Blowtorches are essential for welding and a variety of metalworks. They are also handy for roofers and salvagers who want to get a job done quickly, just as leaf blowers are for those without the vigor or patience to rake. The more obvious analogy is the paint stripping gun, which has destroyed countless historic buildings during rehabilitation. These are all shortcuts – to disaster.
Sullivan buildings have been burning for a while. In 1989 the Brunswick Balke Collender Company warehouse burned down THE DAY AFTER one of the tenants took the owner to court for storing flammable liquids in open stairways – and lost. Flammable liquids in containers propping open stairwell doorways. Idiocy.
We should have seen Wirt Dexter coming too. Newspaper articles quoted the 76-year old owner as saying she saw it as her retirement. I am an idiot if I believe that. She owned this building for 24 years. Did she see it as her retirement when she was 52? She wanted to recreate the 1960s heyday of the George Diamond steakhouse. Romantic. Heart-in-the-right-place. Head-and-wallet-no-place. 24 years of swell intentions and a building getting crumblier and emptier by the day. It was not owned by the right person.
The case of the Harvey House is murkier. Earlier this year, it was not owned by the right person. She said she wanted to tear it down and develop the site. This raised an uproar (see old blogs below) so she decided to rehab it and live in it, thus becoming the right person. Now it burns down almost as conveniently as Christ Episcopal Church in Joliet, so we have to ask again whether this was the wrong person.

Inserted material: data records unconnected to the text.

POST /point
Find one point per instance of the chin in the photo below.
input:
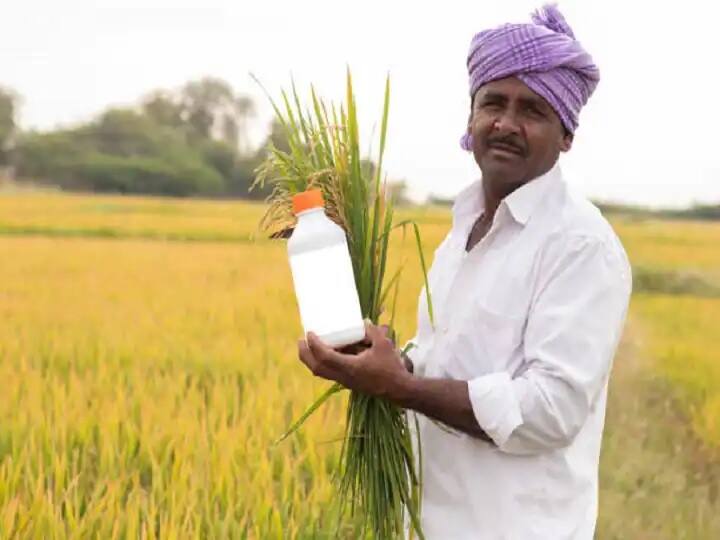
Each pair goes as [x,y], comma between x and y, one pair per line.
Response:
[504,173]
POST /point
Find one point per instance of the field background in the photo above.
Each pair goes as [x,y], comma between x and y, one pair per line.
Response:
[147,360]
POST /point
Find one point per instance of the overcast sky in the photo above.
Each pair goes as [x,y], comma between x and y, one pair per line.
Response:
[648,134]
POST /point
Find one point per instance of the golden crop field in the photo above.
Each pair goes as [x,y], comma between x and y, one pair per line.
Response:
[147,355]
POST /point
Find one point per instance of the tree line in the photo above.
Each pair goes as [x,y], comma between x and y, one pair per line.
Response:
[190,141]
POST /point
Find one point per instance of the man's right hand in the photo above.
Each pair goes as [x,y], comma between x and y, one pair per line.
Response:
[360,346]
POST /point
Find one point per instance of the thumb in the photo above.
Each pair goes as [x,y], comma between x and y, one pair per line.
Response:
[373,333]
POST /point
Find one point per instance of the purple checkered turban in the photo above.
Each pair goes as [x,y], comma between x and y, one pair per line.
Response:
[544,55]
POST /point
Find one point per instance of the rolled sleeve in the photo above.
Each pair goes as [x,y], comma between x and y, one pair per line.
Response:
[495,406]
[570,339]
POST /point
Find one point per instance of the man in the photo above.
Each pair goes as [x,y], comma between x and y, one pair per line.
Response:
[530,288]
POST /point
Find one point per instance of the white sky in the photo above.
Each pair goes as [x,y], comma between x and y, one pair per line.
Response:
[648,134]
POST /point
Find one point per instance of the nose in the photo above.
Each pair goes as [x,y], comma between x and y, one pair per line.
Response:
[506,123]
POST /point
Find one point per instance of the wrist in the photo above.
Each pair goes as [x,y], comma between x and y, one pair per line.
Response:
[404,389]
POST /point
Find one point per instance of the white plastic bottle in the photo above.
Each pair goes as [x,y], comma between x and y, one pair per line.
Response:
[323,274]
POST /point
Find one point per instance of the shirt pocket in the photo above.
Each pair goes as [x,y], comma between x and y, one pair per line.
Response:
[483,341]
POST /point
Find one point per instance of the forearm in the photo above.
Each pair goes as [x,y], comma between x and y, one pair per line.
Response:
[444,400]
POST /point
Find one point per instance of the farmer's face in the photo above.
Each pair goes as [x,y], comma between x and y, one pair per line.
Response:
[517,135]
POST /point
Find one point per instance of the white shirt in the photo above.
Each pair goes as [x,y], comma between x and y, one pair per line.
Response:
[531,318]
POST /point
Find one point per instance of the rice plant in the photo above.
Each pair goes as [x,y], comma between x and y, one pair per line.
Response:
[379,478]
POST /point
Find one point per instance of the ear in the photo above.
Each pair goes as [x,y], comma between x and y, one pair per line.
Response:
[566,142]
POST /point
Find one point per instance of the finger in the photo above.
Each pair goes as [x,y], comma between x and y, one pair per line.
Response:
[374,333]
[323,353]
[306,355]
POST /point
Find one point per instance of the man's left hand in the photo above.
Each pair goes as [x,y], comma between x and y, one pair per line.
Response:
[377,371]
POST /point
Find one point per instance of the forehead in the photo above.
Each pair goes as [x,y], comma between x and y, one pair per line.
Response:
[510,88]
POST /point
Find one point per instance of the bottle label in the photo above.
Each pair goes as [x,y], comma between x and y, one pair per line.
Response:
[325,290]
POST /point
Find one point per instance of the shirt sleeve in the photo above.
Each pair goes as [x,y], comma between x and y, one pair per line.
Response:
[572,332]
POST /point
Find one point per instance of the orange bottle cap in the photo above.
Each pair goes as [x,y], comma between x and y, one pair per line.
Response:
[305,200]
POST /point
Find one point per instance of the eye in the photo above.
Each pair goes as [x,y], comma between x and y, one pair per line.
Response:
[535,111]
[490,106]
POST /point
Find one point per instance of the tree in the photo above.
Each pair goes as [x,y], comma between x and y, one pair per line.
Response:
[212,110]
[162,107]
[8,126]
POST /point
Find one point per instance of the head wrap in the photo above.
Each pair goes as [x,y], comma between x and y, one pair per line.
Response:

Jonathan Fine of Preservation Chicago and Ward Miller of the Richard Nickel Committee both raised the call for rebuilding the Harvey House. At first I thought, what silly sentimentalism. But then I thought again: what a great way to ascertain the true intentions of the owner: does she go back to the “bad owner” that wanted to demolish and gorge on zoning or the “good owner” that wanted to live in the Harvey House? Does she let children play with matches or not?